1To ‘slip’ a script to someone means to send it to them for their eyes only and for their knowledge only. They are being sent the material with the trust that they will not share with anyone nor will they let anyone know that they are in possession of the script.
Why would this ever happen? As a writer or a producer, wouldn’t you want people to read your script and garner the most attention possible? Here are some situations where one would choose to slip a script:
1) The writer isn’t quite finished polishing the final draft of the script, but there’s an open writing assignment (OWA) or a pending job opportunity that can’t wait for the final draft to be complete. In this case, the writer (or the agent/manager) would submit the close-to-finished sample for the employer to read in the interest of time.
2) A financier, studio or production company is in the process of closing a deal to purchase the script but it hasn’t been finalized. Or maybe they’ve closed the deal but haven’t announced it in the press yet.

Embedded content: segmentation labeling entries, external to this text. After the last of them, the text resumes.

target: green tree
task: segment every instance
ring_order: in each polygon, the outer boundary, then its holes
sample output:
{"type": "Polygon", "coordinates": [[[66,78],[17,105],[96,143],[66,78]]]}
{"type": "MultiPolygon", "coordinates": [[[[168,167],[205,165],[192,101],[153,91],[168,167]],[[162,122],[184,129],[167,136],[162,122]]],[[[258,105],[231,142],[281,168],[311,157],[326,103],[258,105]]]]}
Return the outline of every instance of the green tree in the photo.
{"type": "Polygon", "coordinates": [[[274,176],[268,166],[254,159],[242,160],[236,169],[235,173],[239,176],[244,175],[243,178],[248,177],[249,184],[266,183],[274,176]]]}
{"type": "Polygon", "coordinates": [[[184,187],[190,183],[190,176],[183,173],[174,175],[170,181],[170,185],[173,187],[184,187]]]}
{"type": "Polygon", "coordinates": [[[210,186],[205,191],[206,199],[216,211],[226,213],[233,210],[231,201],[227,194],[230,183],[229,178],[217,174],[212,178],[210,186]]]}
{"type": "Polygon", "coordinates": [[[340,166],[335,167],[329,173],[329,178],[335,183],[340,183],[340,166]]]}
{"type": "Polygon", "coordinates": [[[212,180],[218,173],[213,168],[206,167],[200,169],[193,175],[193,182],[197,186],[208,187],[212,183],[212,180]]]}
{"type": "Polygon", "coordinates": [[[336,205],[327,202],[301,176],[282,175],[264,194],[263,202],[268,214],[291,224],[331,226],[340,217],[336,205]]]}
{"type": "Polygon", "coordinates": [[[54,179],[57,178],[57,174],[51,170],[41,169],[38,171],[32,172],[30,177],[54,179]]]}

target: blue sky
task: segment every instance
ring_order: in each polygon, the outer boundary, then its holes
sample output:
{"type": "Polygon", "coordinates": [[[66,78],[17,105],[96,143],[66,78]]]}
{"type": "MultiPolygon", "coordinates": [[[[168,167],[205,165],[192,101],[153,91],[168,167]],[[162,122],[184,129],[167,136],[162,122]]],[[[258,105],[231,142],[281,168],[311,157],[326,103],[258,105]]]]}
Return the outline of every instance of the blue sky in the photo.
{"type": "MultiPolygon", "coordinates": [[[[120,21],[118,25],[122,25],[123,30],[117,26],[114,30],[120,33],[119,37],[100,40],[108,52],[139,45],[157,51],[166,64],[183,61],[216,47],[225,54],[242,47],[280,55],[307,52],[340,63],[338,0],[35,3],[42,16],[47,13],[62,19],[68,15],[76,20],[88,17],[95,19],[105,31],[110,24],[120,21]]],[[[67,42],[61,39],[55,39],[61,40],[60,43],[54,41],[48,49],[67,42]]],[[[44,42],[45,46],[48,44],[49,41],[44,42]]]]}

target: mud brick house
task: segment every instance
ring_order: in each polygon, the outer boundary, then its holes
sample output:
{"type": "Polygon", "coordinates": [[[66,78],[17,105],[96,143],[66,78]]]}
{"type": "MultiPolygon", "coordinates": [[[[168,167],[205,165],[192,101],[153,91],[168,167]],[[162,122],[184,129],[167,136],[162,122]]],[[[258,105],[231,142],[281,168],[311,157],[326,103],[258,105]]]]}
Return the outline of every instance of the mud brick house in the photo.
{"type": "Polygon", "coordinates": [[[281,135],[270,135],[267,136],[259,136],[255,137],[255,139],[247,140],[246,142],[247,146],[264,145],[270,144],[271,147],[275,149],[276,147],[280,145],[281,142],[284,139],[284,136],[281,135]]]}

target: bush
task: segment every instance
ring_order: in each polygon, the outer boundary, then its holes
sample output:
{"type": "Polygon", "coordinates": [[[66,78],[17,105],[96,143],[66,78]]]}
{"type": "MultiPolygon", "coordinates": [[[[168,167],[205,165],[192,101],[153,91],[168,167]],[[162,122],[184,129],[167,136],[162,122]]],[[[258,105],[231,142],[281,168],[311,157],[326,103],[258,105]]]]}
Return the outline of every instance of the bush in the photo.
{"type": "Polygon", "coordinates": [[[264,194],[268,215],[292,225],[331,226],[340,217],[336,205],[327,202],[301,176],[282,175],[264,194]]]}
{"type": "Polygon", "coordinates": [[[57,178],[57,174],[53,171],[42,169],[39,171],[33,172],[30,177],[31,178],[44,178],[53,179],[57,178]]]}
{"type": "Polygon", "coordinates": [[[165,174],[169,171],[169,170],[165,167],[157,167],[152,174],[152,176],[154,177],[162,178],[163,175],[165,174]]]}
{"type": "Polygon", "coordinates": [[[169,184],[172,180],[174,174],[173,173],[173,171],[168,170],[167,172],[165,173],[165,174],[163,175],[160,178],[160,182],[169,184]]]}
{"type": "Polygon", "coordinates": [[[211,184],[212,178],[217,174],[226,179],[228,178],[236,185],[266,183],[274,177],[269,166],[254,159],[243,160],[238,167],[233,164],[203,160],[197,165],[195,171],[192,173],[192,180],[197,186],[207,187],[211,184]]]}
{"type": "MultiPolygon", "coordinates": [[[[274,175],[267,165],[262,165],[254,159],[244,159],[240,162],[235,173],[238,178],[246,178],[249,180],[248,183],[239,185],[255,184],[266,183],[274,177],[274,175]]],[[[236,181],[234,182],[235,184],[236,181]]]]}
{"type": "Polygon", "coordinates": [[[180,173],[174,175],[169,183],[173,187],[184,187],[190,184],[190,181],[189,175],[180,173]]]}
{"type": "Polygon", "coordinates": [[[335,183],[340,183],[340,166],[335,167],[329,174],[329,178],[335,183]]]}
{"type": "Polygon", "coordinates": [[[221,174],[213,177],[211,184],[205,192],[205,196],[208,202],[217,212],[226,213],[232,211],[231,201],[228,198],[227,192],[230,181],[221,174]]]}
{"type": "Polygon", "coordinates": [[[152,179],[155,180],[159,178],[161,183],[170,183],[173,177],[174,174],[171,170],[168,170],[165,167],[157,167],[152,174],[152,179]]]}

The writer, however, still wants to use the script as a sample to get jobs/meetings etc. So in this case, the writer (or the agent/manager) will slip the script to execs instructing them not to show anyone because the buyer of that script wouldn’t want anyone else to have the material before closing their deal.
3) Let’s say a producer wants to take out a new hot script, but there’s a select group of buyers whom he/she has a particular loyalty to over the rest of the industry. The producer will want to give them first dibs on the script before sending it to other buyers so the producer will let them know the script is being “slipped” to the them. This will also give them a sense of urgency to read the script quickly before it gets sent to others.